We registered study participants with a participation identification number, rather than using their names, for anonymity and confidentiality, while cross-checking for accurate data entry and completeness. We consented participants, confirmed confidentiality and double-checked their demographic information.
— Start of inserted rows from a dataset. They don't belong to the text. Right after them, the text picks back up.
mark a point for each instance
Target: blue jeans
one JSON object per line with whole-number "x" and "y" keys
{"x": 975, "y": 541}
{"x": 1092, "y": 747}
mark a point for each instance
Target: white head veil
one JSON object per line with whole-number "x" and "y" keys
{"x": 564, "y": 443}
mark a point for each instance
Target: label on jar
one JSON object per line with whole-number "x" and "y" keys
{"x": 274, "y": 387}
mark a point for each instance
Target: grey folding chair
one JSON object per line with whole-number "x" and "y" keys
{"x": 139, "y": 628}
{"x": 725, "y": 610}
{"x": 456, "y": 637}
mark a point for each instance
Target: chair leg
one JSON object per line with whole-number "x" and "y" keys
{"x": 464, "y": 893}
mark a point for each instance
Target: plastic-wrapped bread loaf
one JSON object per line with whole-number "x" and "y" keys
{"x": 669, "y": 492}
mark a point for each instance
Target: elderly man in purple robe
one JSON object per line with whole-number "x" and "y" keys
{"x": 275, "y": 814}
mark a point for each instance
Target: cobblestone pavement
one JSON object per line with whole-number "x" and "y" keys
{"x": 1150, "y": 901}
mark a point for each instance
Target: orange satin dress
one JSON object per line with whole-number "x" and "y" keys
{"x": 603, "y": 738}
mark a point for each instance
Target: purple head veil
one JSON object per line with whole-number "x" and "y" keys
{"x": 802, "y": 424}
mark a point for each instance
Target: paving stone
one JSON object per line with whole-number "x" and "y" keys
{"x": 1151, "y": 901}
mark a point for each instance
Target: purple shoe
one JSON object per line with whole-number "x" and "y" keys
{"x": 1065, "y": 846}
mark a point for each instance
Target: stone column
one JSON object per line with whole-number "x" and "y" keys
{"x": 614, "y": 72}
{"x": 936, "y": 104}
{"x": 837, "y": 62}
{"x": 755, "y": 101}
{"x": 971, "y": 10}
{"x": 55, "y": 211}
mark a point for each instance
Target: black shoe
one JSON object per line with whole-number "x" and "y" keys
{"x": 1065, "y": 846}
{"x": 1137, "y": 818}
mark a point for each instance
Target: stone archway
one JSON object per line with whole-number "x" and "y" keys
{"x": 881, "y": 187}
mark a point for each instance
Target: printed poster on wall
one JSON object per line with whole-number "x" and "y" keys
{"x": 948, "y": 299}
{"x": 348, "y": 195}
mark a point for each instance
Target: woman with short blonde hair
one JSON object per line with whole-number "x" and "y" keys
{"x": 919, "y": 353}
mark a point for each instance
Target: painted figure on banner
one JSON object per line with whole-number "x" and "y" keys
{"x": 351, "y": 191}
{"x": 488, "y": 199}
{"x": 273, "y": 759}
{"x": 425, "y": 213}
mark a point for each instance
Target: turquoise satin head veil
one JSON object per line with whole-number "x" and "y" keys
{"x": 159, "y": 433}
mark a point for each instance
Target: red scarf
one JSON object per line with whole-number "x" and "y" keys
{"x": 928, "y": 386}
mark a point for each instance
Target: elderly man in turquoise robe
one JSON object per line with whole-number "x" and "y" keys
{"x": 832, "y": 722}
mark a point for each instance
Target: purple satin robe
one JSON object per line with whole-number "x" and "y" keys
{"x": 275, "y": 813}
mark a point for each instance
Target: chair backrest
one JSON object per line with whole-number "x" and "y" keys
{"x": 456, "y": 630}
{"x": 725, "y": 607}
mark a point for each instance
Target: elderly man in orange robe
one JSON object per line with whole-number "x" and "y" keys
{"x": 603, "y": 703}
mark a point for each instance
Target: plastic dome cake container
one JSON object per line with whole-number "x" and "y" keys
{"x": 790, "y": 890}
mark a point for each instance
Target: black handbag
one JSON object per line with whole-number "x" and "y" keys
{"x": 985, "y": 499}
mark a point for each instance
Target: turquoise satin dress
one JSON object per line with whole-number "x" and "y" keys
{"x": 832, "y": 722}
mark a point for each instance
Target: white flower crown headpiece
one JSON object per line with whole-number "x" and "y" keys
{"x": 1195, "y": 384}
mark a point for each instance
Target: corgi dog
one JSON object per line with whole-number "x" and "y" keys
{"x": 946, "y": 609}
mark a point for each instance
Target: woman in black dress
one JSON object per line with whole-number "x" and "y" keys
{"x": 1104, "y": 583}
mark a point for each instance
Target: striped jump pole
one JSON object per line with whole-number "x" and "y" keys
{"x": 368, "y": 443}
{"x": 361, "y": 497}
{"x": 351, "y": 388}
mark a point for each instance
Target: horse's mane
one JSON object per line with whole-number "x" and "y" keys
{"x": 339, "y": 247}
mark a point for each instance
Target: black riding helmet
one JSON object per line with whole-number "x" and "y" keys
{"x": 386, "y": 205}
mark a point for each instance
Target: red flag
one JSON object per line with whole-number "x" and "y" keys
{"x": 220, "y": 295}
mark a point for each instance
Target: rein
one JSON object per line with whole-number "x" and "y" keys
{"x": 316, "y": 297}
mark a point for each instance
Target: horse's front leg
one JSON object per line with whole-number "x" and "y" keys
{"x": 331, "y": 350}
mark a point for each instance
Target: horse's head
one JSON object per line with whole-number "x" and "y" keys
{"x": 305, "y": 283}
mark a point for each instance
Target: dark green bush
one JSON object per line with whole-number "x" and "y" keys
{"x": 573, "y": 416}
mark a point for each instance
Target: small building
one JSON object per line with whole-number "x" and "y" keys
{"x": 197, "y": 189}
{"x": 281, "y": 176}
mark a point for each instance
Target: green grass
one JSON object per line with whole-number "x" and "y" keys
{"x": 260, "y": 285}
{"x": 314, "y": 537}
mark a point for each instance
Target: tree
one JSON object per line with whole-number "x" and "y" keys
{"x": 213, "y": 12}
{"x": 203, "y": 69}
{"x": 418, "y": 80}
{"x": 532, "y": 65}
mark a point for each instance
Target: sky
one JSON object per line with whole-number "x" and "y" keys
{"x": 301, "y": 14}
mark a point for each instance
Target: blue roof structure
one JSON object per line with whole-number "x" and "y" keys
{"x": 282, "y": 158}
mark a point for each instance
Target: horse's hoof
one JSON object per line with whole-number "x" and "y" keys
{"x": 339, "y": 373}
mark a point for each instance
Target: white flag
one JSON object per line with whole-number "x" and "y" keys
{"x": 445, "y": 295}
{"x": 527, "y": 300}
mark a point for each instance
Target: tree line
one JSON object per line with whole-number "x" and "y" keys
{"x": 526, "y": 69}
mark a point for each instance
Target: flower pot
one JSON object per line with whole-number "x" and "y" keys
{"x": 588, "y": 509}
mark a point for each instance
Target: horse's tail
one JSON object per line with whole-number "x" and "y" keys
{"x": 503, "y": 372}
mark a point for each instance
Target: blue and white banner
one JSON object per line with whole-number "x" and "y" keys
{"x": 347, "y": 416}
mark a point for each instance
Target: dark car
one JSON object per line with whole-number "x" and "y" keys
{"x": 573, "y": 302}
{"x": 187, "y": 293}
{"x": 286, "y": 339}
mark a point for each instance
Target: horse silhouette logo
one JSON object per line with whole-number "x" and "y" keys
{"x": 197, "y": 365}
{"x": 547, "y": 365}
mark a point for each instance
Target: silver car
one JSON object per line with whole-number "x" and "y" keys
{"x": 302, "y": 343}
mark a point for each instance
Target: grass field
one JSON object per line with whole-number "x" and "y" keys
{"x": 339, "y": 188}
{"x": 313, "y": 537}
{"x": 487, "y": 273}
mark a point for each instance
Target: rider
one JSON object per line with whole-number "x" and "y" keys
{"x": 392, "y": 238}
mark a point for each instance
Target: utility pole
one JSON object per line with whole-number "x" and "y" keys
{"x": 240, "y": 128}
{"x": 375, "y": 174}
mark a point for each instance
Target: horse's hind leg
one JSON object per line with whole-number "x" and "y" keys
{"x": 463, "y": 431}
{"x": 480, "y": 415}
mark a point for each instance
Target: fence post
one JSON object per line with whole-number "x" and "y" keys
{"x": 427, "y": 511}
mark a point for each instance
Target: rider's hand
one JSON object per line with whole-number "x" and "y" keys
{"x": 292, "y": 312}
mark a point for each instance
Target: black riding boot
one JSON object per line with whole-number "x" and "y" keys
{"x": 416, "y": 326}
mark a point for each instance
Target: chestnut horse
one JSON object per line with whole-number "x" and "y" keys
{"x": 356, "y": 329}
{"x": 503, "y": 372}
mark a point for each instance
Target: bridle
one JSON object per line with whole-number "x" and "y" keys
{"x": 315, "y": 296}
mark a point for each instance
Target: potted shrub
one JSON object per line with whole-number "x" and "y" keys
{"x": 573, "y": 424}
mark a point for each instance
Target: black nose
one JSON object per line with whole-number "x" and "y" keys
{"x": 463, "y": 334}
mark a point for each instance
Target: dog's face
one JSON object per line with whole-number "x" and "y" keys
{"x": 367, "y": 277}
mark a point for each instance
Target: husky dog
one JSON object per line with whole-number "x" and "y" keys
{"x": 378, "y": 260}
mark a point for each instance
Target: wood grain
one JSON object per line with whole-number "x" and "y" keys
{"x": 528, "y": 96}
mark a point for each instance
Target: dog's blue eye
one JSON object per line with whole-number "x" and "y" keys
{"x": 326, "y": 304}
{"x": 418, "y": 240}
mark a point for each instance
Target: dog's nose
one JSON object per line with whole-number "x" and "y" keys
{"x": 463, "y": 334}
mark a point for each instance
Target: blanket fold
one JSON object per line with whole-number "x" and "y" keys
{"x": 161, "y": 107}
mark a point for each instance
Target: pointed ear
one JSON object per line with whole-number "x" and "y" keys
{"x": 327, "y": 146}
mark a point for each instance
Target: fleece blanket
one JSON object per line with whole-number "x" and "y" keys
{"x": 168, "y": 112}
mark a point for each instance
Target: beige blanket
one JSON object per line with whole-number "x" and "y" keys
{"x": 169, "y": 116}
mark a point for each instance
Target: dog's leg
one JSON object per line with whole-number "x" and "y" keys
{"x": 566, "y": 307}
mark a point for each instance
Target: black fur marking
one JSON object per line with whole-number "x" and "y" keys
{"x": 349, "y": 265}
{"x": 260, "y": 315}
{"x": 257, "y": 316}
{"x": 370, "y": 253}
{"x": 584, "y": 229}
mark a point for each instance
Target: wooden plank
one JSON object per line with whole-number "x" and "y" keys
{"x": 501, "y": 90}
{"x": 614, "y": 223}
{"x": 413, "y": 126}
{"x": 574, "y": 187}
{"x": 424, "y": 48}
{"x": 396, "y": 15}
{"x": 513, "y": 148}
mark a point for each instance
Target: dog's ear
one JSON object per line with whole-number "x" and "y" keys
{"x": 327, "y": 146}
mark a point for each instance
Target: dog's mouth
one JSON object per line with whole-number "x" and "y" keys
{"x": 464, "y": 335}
Urine sample collection, handling and bacterial isolation and identification

Participants took a mid-stream urine sample using a labelled, sterile, dry, wide-necked, leak-proof urine container measuring 10 to 15 ml. We collected 340 urine samples from 340 pregnant women. Using a calibrated urine loop (1/1,000 ml), we inoculated the urine samples on Cystine Lactose Electrolyte Deficient Agar (CLED) (Oxoid Ltd, UK) medium and cultured aerobically at 37 °C for 18 to 24 h (i.e. overnight culture). We checked the plates for growth after an overnight incubation, and the degree of growth was determined by colony count. Bacterial colony counts of at least 105 c.f.u. ml−1 were significant, and counts between 102 and 104 c.f.u. ml−1 were doubtful, and colony counts below 102 c.f.u. ml−1 were insignificant. Additional identification tests were performed on cultures showing significant bacteriuria. Separate colonies on CLED agar plates that showed significant growth were selected, inoculated on MacConkey agar and Blood agar and incubated for 18 to 24 h at 37 °C to differentiate Enterobacteriaceae. We identified the organisms from the pure culture plate by the Gram staining method and other biochemical tests. We identified enterobacteria, like Proteus spp., E. coli and distinguished Proteus vulgaris from Proteus mirabilis using an indole test. We also used an oxidase test to identify non-lactose fermenting bacteria, mainly Pseudomonas spp., which we distinguished from other enterobacteria by a urease test. The distinct enterobacteria were distinguished by the triple sugar iron agar test. All subsequent biochemical analyses were performed according to accepted clinical laboratory practices.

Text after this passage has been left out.